Выпалив последние слова, Синегуб спохватился и затравлено огляделся по сторонам. Судя по всему, опасался гнева богини, которую невзначай обозвал волкодлачкой. Боярин был настолько запуган и сбит с толку, что боялся даже собственной тени.
– Ты себе не представляешь, что мне довелось пережить, – тихо произнес Синегуб.
– А боярину Владу, выходит, повезло больше? – брезгливо бросил Бутуй.
– Ты их бойся, – зашептал Синегуб, не расслышавший, похоже, вопроса соседа.
– Кого их?
– Княгиню Лелю и княжну Злату. Они владеют сердцами мужчин, и управляют ими по своей прихоти.
Стар я уже, Синегуб, чтобы бояться бабьих чар, – засмеялся Бутуй.
А я, по-твоему, отрок, – зло выдохнул Синегуб. – Помяни мое слово, боярин. Мы утонем в крови по их милости. Эти ни перед чем не остановятся. Царь Таксак и князь Хорс пляшут под их дудку, сами того не понимая. Волох пока держится, но его разумения не хватит, чтобы остановить безумцев. – Чего они хотят? – насторожился Бутуй.
– Уничтожить всех сильных мужей в Скифии, чтобы раз и навсегда покончить с войнами и усобицами. Так мне сказала княжна Злата.
– Дочь Велемудра умом никогда не блистала, – холодно заметил Бутуй. – А тебе, боярин, самая пора задуматься о своей судьбе. Крови на тебе столько, что враз не отмоешься. – Я свой выбор сделал, – дернул отвисшей щекой Синегуб. – И от слова, данного богини Деване, не отступлю.

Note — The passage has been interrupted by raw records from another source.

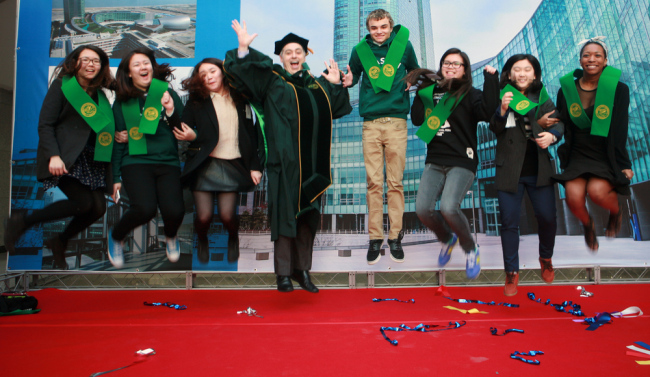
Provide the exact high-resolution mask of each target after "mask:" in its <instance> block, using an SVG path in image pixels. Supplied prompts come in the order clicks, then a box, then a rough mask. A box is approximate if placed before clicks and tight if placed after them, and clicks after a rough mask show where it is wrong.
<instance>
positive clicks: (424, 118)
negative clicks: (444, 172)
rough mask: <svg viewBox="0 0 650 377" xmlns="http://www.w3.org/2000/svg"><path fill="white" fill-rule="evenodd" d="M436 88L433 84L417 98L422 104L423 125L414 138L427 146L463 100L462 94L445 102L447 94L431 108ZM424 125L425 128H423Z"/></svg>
mask: <svg viewBox="0 0 650 377" xmlns="http://www.w3.org/2000/svg"><path fill="white" fill-rule="evenodd" d="M435 87H436V85H435V84H433V85H431V86H427V87H426V88H424V89H422V90H420V91H419V92H418V96H419V97H420V99H421V100H422V104H424V109H425V110H424V111H425V112H424V123H423V124H422V126H421V127H420V129H419V130H418V131H417V132H416V133H415V136H417V137H419V138H420V139H421V140H422V141H424V142H425V143H427V144H429V142H431V140H433V137H434V136H436V133H437V132H438V129H439V128H440V126H441V125H443V124H445V122H446V121H447V118H449V116H450V115H451V113H452V112H453V111H454V109H455V108H456V105H457V104H459V103H460V101H462V100H463V98H465V95H464V94H463V95H462V96H460V98H458V100H455V101H447V99H448V98H449V97H450V95H449V92H447V93H445V95H444V96H443V97H442V98H441V99H440V101H438V104H437V105H436V106H435V107H434V106H433V89H434V88H435ZM425 125H426V127H424V126H425Z"/></svg>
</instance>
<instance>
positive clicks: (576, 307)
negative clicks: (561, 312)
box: [528, 292, 585, 317]
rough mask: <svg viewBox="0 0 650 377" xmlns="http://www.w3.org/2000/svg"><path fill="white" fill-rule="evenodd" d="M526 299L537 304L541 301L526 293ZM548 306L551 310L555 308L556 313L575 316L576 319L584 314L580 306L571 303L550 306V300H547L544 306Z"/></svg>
mask: <svg viewBox="0 0 650 377" xmlns="http://www.w3.org/2000/svg"><path fill="white" fill-rule="evenodd" d="M528 298H529V299H531V300H533V301H535V302H539V303H541V302H542V300H541V299H539V298H538V299H535V294H534V293H532V292H528ZM549 304H550V305H551V306H552V307H553V308H555V310H557V311H558V312H562V313H569V314H571V315H575V316H578V317H584V316H585V314H584V313H583V312H582V310H581V309H580V305H578V304H574V303H573V301H564V302H562V303H561V304H551V300H550V299H548V300H546V302H545V303H544V305H549ZM567 308H568V309H567Z"/></svg>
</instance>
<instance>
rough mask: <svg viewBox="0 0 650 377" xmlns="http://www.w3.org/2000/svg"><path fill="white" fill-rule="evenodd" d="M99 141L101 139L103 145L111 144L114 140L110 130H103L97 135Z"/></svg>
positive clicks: (100, 140) (100, 142)
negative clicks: (110, 133)
mask: <svg viewBox="0 0 650 377" xmlns="http://www.w3.org/2000/svg"><path fill="white" fill-rule="evenodd" d="M97 141H99V144H100V145H101V146H104V147H105V146H107V145H110V144H111V143H112V142H113V136H111V134H110V133H108V132H105V131H104V132H102V133H100V134H99V136H97Z"/></svg>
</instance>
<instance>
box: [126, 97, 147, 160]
mask: <svg viewBox="0 0 650 377" xmlns="http://www.w3.org/2000/svg"><path fill="white" fill-rule="evenodd" d="M122 114H123V115H124V122H125V123H126V129H127V131H129V154H130V155H138V154H147V139H146V138H145V137H144V134H143V133H142V132H140V127H139V126H140V118H141V116H140V100H139V99H138V98H131V99H130V100H128V101H126V102H124V103H122Z"/></svg>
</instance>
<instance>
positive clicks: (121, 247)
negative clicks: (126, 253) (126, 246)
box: [108, 229, 124, 268]
mask: <svg viewBox="0 0 650 377" xmlns="http://www.w3.org/2000/svg"><path fill="white" fill-rule="evenodd" d="M108 260H110V261H111V264H112V265H113V267H115V268H122V267H123V266H124V242H123V241H118V240H116V239H114V238H113V229H111V230H110V231H109V232H108Z"/></svg>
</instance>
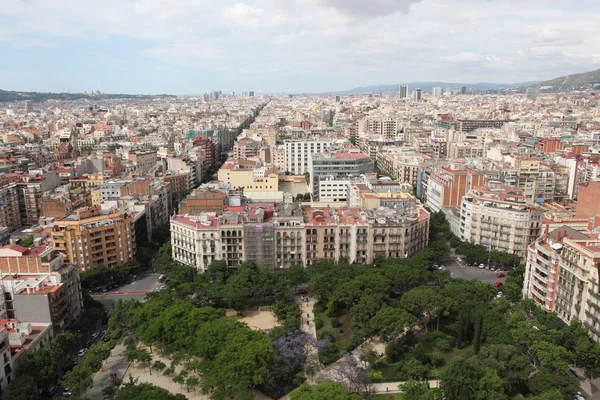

Князь Волох терял терпение. Из Себерии шли дурные вести. Каган Яртур, о котором больше месяца не было ни слуху, ни духу, вдруг неожиданно вынырнул из небытия и прибрал к рукам город Бранибор. Эту печальную весть привез князю боярин Ермень, нежданно объявившийся в Расене в самый разгар споров между мятежными князьями. Волоха слегка удивило, что его двоюродный брат, проделавший столь долгий путь от Себерии до Асии, смотрится если не соколом, то, во всяком случае, не мокрой вороной.
– Путь по воздуху короче, чем по земле, – загадочно проговорил Ермень.
– Так ведь грифон моей матушки сдох, – удивился Волох.
– Зато гарпии полны сил и готовы обрушиться на Асию всей своей мощью.
– Вот оно как! – протянул Волох.
– Тебе следует поторопиться, князь, – прошептал Ермень, косо поглядывая на дверь. – Если Асгард не обретет своего владыку в ближайшие дни, то Яртур, получив поддержку от воевод Гнеуса и Люта, вновь подгребет Асию под свою руку.
– По-твоему, я должен отдать Асгард дураку Таксаку? – нахмурился Волох.
– У этого дурака под рукой сорок тысяч мечников-сарматов.
– Так ведь и княжич Хорс не сирота, – рассердился князь.
– Раньше надо было думать, Волох, – зло процедил сквозь зубы Ермень. – Еще до того, как ты обратился за помощью к Деване.
– А как ты думаешь, боярин, она действительно бессмертна?
– Откуда же мне знать, – вздохнул Ермень. – Твоя мать, княгиня Турица, считает, что ты должен помочь Деване и Леле унять князя Хорса.
– А как считаешь ты?
– Беги отсюда, Волох, и как можно дальше, – пристально глянул в глаза брата Ермень. – Если замыслы княгини Турицы сбудутся, то в Скифии многим не поздоровится. – Значит, я был прав! – засмеялся Волох. – Это она породила Морану, подослав к прикованной Горгоне демона ночи. Проклятая колдунья. Мне повезло с родителями Ермень, эти люди стоили друг друга. И я почти жалею, что когда-то, очень давно, встал на сторону матери, а не отца.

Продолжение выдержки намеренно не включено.